Que no
entiendes que yo pueda hablarte de luces y sombras, y que el firmamento no me
quepa en la boca para decirte que te quiero. Que tus manos sean mi faro de
Alejandría y consigan traerme siempre de vuelta a casa. Que tu boca me tenga
sometida hasta tal punto que ni Stendhal lograría comprenderlo. Que tu cuello
se vuelva aridez para que yo pueda revestirlo de oasis. O que pueda navegar en
contra de la marea si tus pulmones están a mi favor.
No eres
capaz de entender que mi espalda sólo se curva hacia delante cuando tu aire me
toca la piel.

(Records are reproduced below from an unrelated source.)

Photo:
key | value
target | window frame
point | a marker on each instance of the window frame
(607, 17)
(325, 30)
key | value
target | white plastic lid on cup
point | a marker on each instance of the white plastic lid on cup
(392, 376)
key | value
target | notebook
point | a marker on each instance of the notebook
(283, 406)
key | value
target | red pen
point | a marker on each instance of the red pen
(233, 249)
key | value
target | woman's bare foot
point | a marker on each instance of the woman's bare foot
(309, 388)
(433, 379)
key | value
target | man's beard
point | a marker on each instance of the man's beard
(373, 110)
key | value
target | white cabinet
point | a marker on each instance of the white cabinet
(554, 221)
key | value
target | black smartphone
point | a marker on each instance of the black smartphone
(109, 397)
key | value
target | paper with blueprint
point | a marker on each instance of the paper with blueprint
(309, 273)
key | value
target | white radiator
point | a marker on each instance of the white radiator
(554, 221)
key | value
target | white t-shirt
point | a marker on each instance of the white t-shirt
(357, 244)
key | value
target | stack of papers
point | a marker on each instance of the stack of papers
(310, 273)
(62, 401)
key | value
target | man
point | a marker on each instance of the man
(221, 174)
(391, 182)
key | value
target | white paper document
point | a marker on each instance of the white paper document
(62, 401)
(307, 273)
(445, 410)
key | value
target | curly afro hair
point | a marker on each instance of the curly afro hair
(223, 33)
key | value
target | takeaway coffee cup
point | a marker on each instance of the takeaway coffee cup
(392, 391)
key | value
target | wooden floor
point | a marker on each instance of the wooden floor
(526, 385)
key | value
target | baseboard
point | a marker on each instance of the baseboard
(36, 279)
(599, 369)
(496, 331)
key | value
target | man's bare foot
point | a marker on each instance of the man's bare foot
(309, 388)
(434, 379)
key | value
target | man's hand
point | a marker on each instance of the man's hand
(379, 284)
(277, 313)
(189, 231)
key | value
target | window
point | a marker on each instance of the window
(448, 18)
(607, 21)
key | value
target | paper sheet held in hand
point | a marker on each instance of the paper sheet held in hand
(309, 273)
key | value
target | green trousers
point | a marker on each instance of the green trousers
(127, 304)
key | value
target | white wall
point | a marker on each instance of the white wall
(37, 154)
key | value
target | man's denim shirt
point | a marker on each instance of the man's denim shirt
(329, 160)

Ni que mi ombligo ya no sabe latir sin tus cicatrices.
Tampoco
sabes que me muero cuando te siento disfrutando de mí, ni que resucito cuando
me besas en el punto exacto en el que hombro y cuello se separan para no volver
a unirse jamás.
Puede,
entonces, que tampoco sepas, que mis papilas gustativas siguen intentando
descifrar los enigmas de los acertijos que le propuso tu piel cuando aquella
tarde de invierno, mientras tú discutías con la primavera, entendí que el lirio
que me regalaste pintaría de amarillo mis delirios por descubrir todos los
sabores que tiene el amor en tu piel.